Institute of Artificial Intelligence and Robotics, Xian Jiaotong University, Xian, Shaanxi 710049, P. R. China.
Int J Neural Syst. 2023 Jul;33(7):2350035. doi: 10.1142/S0129065723500351. Epub 2023 Jun 14.
Zero-shot detection (ZSD) aims to locate and classify unseen objects in pictures or videos by semantic auxiliary information without additional training examples. Most of the existing ZSD methods are based on two-stage models, which achieve the detection of unseen classes by aligning object region proposals with semantic embeddings.

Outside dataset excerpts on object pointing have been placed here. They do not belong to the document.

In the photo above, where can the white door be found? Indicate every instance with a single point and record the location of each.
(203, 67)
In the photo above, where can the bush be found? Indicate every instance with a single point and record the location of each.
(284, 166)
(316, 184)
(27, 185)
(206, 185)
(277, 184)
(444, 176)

However, these methods have several limitations, including poor region proposals for unseen classes, lack of consideration of semantic representations of unseen classes or their inter-class correlations, and domain bias towards seen classes, which can degrade overall performance. To address these issues, the Trans-ZSD framework is proposed, which is a transformer-based multi-scale contextual detection framework that explicitly exploits inter-class correlations between seen and unseen classes and optimizes feature distribution to learn discriminative features. Trans-ZSD is a single-stage approach that skips proposal generation and performs detection directly, allowing the encoding of long-term dependencies at multiple scales to learn contextual features while requiring fewer inductive biases. Trans-ZSD also introduces a foreground-background separation branch to alleviate the confusion of unseen classes and backgrounds, contrastive learning to learn inter-class uniqueness and reduce misclassification between similar classes, and explicit inter-class commonality learning to facilitate generalization between related classes. Trans-ZSD addresses the domain bias problem in end-to-end generalized zero-shot detection (GZSD) models by using balance loss to maximize response consistency between seen and unseen predictions, ensuring that the model does not bias towards seen classes. The Trans-ZSD framework is evaluated on the PASCAL VOC and MS COCO datasets, demonstrating significant improvements over existing ZSD models.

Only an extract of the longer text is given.